Неудивляемые, невозмутимые люди. У них свои заботы. Возможно, они правы, но мне их не понять.

Я смотрел на летающего человека, и все, что я знал до сих пор, испытал и увидел, казалось исчезающе несущественным перед его полетом. Я перенесся в начало столетия.

Надо мной был герой. Я слышал шум его матерчатых крыльев. Он пролетел совсем низко. Я разглядел шнурки на его ботинках.

Я бросился вниз его догонять и проехал эти полтора километра так быстро, как уже несколько лет не проезжал.

Он уже сел на поляне. Его окружили. А я внизу поехал напрямую и предупредил криком, чтобы никто не вылетел наперерез. И получилось - будто толпу пугаю.

- Славно ты съехал, - сказал он. - Трудно так научиться?

- Легко! - и все внутри у меня зашлось. - Хочешь научу?

- Конечно. А я тебя научу летать. Хочешь?..

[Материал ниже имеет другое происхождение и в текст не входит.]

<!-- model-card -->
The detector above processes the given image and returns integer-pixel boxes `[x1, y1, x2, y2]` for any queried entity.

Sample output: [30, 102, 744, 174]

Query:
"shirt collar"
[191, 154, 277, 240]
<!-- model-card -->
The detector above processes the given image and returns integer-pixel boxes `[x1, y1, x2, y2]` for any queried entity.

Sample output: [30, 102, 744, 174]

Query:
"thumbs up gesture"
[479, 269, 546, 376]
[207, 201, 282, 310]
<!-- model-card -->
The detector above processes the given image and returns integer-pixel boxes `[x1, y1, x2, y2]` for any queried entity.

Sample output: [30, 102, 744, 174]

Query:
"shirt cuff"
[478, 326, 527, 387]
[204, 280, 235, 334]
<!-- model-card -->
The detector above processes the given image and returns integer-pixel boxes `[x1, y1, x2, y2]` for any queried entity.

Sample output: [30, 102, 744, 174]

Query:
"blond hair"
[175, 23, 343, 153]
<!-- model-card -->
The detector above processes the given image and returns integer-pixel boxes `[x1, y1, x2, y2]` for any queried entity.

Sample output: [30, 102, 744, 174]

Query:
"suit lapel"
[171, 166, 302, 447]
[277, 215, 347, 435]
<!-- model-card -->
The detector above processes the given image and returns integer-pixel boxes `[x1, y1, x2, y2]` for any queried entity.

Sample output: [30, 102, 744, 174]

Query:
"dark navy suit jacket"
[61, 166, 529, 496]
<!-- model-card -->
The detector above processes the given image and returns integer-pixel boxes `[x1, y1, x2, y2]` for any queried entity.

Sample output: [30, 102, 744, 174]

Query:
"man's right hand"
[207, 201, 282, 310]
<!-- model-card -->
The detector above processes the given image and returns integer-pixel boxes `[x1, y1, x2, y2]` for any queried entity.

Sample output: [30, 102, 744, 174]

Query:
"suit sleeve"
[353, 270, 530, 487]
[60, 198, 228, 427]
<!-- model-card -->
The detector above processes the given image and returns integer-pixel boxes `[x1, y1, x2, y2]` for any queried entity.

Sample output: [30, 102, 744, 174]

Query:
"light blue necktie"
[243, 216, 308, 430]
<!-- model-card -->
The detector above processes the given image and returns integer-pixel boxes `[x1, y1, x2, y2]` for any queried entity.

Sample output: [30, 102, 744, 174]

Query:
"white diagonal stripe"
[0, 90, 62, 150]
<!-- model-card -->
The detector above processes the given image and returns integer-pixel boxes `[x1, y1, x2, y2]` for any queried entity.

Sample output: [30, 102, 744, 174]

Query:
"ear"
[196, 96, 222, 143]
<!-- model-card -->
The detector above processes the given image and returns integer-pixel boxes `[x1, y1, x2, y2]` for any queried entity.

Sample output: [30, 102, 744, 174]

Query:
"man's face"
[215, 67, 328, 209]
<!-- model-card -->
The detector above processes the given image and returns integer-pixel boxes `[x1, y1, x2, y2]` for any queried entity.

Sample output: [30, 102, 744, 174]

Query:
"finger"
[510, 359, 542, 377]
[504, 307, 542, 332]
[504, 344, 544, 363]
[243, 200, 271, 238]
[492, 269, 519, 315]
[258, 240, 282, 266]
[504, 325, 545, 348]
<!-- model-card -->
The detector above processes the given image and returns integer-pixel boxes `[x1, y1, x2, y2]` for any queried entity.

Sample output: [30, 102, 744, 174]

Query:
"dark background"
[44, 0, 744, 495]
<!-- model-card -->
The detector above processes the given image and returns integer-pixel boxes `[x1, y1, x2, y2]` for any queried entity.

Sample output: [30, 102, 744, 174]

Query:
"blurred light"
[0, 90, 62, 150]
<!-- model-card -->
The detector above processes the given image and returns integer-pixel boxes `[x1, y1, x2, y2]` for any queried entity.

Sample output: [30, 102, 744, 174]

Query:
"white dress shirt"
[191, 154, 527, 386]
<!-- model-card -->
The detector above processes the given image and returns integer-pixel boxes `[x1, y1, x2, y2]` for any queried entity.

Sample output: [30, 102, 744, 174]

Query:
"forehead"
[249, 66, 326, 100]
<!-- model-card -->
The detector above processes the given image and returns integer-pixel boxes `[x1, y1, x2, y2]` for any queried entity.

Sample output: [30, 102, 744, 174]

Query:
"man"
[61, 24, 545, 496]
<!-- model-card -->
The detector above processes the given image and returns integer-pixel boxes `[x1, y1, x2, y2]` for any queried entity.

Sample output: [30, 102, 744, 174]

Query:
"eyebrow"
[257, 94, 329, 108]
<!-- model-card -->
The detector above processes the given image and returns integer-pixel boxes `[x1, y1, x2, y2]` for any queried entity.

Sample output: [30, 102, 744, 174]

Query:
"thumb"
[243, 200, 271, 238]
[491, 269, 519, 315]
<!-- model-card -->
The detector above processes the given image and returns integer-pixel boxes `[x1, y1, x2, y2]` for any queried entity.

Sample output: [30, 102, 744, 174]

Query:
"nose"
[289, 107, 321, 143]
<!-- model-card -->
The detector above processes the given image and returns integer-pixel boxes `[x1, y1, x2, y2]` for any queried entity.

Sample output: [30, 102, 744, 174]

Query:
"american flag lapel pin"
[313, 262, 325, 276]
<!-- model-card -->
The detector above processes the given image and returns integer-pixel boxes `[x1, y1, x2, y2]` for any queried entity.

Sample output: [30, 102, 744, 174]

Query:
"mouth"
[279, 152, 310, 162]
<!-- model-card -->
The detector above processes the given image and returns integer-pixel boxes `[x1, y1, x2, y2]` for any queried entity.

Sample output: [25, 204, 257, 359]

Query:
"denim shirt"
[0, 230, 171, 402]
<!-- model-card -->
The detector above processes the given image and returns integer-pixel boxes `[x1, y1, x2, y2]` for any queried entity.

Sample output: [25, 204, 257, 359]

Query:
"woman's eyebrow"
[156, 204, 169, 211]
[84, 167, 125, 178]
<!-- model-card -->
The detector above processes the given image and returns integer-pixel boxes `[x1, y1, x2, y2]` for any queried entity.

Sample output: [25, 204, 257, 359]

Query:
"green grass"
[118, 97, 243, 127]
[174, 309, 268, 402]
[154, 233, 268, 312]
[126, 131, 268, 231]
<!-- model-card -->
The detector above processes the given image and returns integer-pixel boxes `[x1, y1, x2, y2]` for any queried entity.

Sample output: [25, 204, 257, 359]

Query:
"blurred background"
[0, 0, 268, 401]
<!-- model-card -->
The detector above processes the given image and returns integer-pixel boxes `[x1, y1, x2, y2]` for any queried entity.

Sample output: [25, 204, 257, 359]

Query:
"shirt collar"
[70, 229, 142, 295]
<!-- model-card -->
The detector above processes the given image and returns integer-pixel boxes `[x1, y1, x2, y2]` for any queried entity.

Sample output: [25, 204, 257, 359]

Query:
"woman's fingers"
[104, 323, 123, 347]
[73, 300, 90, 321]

И вот я стою на склоне Эльбруса, под Старым Кругозором, немного пониже первой мачты канатной дороги. На мне застегнуты ремни подвесной системы, а на плечах незнакомая тяжесть дельтаплана.

- Что видишь? - спрашивает Слава. Что я вижу. Долину вижу, знакомую, как своя пятерня. Но он настаивает:

- Что видишь?

- Ну... вижу... А что я, собственно, должен видеть?

- Вот именно...

Начинаю соображать:

- Ориентиры?

- Ага.

- Нижняя станция канатки... виднеется. Очередь...

- Да, станция. А слева?

- Скала.

- Справа?

- Склон. Крутяк. Правый борт трубы. Там по гребню валяются опоры канатки Малеинова.

Он заставляет меня вживаться в пространство, которое я так хорошо знаю.

- Пойми, ведь сейчас потеряешь опору и весь пейзаж начнет поворачиваться. Что ты будешь делать?

- Объясни.

- Нет, сам сообрази. Учти, что сейчас ты совершишь довольно сильный полет. Вот скажи: может отсюда новичок съехать на лыжах?

- Может.

- Сколько раз упадет?

- Раз двадцать.

- Ну а тебе ведь ни разу падать нельзя!

Это мне понятно.

- Теперь запомни: если ты прицелился на нижнюю канатку и летишь, а она вдруг стала уползать в сторону, то ты ее верни на место, как будто она привязана за трапецию веревочкой. Понял?

- Понял.

- Объясни своими словами.

- Если ориентир смещается, то я поведу трапецию не за ним, а от него.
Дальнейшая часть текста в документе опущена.